なぜN52磁石は14,800ガウスを測定できないのか?NdFeBの「消えた磁力」の真相を解明
スペックシートにはBr 14.5kGsと記載されているのに、なぜ表面ガウスメーターは4,500Gしか示さないのか?閉回路/開回路、Pc形状効果、プローブのエアギャップという3つの誤解を一挙に解説し、より信頼性の高い受け入れ検査方法を提案します。
「N52グレードの磁石を発注しました。スペックシートには残留磁束密度(Br)が14.5kGsと記載されていますが、品質管理部門がガウスメーターで測定したところ、表面磁場はわずか4,500ガウスでした。メーカーは手を抜いているのではないか?」
これは磁性材料サプライヤーが最もよく受け取るクレームの一つです。一見「消えた」ように見える10,000ガウスは、多くの場合品質問題ではなく、データの解釈と測定条件のギャップによるものです。
誤解その1:「電池容量」を「出力電圧」と混同する
グレード表のBr(残留磁束密度)は閉回路(Closed Circuit)条件下で測定されます:磁石は2枚の大きな純鉄の間に挟まれ、磁力線はほとんど空気を通る必要がありません。しかし実際の使用は開回路(Open Circuit)条件です:空気の透磁率は極めて低く、磁石は磁力線を空気中に「押し出さ」なければならず、反磁場(Demagnetizing Field)が形成されます。
エンジニアのメモ:単体磁石の表面中心点における理論上の上限は、通常Brの約半分に過ぎません。N52(約14,800G)で試算すると、表面磁場の上限は多くの場合~7,400Gのオーダーに収まります。
誤解その2:「形状」の決定的な影響力(Pc値)を見落とす
長い棒状の磁石は力持ちのように、動作点が高い水準に維持され、表面磁力も高くなります。薄い円盤状の磁石は空気の抜けた風船のように、動作点が急速に低下し、表面磁力が著しく低くなります。
実測事例:D20×2mmのN52薄型磁石では、Pcが約0.14の場合、表面磁力の読み取り値はわずか~1,500Gにとどまることがあります。

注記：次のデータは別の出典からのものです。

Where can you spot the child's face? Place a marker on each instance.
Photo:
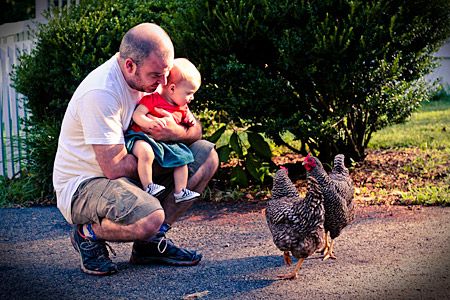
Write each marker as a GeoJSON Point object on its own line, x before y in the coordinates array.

誤解その3:目に見えない「空気の距離」(エアギャップ)
ガウスメーターのプローブのホール素子の感知点は、通常プローブ表面から0.3〜0.5mm離れています。磁場は空気中でほぼ指数関数的に減衰します:わずか0.1mmの隙間でも数百ガウスの低下を引き起こす可能性があります。
より信頼性の高い磁石の受け入れ検査方法とは?
- 磁束(Flux)を測定する:フラックスメーターとヘルムホルツコイルを組み合わせて磁石の「全体的な磁力」を測定します。人為的な位置誤差の影響を最も受けにくい方法です。
- 吸引力(Pull Force)を測定する:標準鋼板を用意し、垂直に引き離すのに必要な力を測定します。
- ゴールデンサンプル(Golden Sample)を確立する:認定サンプル段階で双方が合意した基準磁石を保管し、以降の入荷分と比較します。